Le armi usate nell’antico Egitto

paletta-narmer

I soldati che facevano parte dell’esercito egiziano molto spesso ricevevano la libertà infatti coloro che avevano dimostrato tenacia e coraggio durante la battaglia ricevevano come premio dei servi oltre a delle mosche in oro e delle armi in argento.
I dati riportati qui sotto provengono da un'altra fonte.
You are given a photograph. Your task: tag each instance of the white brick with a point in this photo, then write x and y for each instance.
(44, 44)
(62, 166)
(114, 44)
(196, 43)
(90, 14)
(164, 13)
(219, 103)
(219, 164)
C’è da dire che l’esercito egiziano, non essendo di cultura fortemente militarista, ricoprì un ruolo fondamentale nella società in quanto si adattò all’evoluzione del concetto di stato e uno dei primi documenti che descrive in parte la storia delle guerre dell’esercito egiziano che portarono all’unificazione del basso e alto Egitto è la paletta di Narmer.

Armi egiziane

Le prime armi utilizzate erano in realtà delle pietre appuntite a cui davano la forma di pugnale; molto spesso però, specie in mano al faraone, si vedevano delle mazze in legno con la punta di pietra che il faraone usava per colpire il nemico.

Col passare del tempo l’estremità in pietra venne sostituita con delle parti in metallo, inizialmente di rame, poi di bronzo e di ferro.

A seguito di ricerche archeologiche fu stabilito che la prima arma ad essere utilizzata nell’antico Egitto fu l’arco e che in un primo momento serviva per la caccia, poi divenne una vera e propria arma da guerra.

armi egizie

Gli egiziani allungarono anche l’arco che da un metro fu aumentato di altri settanta centimetri perché si pensò che in questo modo vi fosse una precisione maggiore nel tiro e una minore fatica nel tendere l’arco.

A partire dal Medio Regno furono poi utilizzati elmi e corazze da combattimento e in modo particolare entrarono in uso dei bracciali di cuoio che riuscivano a proteggere l’avambraccio dei soldati.

Di particolare importanza fu poi il carro da guerra egizio che aveva soltanto due ruote e su di esso potevano stare solo due soldati in piedi: uno aveva la funzione di conducente  e l’altro armato di arco, frecce e scudo era il combattente.